PH142 Statistical Inference Cheat Sheet Click here!
Prompt: In the group of subjects that had the highest markers of stress (based on cortisol), there were 14 births to males out of a total of 38.
p_hat <- 14/38
se <- sqrt(p_hat*(1-p_hat)/38)
# * REPORT FINAL CI
100*c(estimate=p_hat, lower=p_hat - 1.96*se, upper=p_hat + 1.96*se)
prop.test(x=14, n=38, p=0.5)
p_tilde <- (14 + 2)/(38 + 4)
se <- sqrt(p_tilde*(1 - p_tilde)/42)
100*c(estimate=p_hat, lower=p_tilde - 1.96*se, upper=p_tilde + 1.96*se)
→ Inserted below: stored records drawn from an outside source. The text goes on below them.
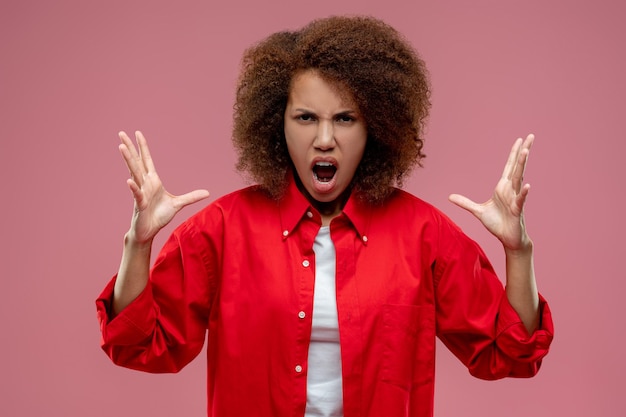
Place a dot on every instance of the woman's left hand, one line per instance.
(503, 213)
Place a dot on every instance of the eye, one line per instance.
(305, 117)
(345, 118)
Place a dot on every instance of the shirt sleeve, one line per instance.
(475, 319)
(164, 328)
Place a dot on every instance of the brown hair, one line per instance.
(373, 61)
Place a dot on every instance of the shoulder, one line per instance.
(246, 202)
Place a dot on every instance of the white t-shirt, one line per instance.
(324, 384)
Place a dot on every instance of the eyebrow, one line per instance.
(346, 112)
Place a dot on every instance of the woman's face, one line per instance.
(326, 138)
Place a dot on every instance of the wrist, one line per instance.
(131, 241)
(523, 251)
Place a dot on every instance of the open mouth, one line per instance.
(324, 171)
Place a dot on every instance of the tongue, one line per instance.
(325, 173)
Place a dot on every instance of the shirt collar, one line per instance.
(294, 207)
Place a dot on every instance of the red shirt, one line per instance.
(243, 268)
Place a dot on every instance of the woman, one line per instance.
(324, 286)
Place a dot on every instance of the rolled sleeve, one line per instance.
(132, 325)
(513, 339)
binom.test(x=14, n=38, p=0.5)
Method | 95% Confidence Interval |
---|---|
Large sample | 21.5% to 52.18% |
Wilson Score* | 22.29% to 54% |
Plus four | 23.41% to 52.78% |
Exact | 21.81% to 54% |
library(ggplot2)
library(tibble)
sex_CIs <- tibble(method = c("Large sample", "Exact", "Wilson", "Plus 4"),
lower_CI = c(21.5 , 21.81 , 22.29 , 23.41),
upper_CI = c(52.18 , 54.0 , 54.0 , 52.78),
estimate = c(36.84 , 36.84 , 36.84 , 36.84)
)
# Step 2:
ggplot(data = sex_CIs, aes(x = method, y = estimate)) +
geom_point() +
geom_hline(aes(yintercept = 50), lwd=2, col="cornflowerblue", alpha=0.75) +
geom_segment(aes(x = method, xend = method, y = lower_CI, yend = upper_CI)) +
labs(y = "Estimate with 95% CI")
50%, the null value, is within our confidence interval. There are no statistically signficant rejections for any of the confidence intervals. However, there is scientific significance.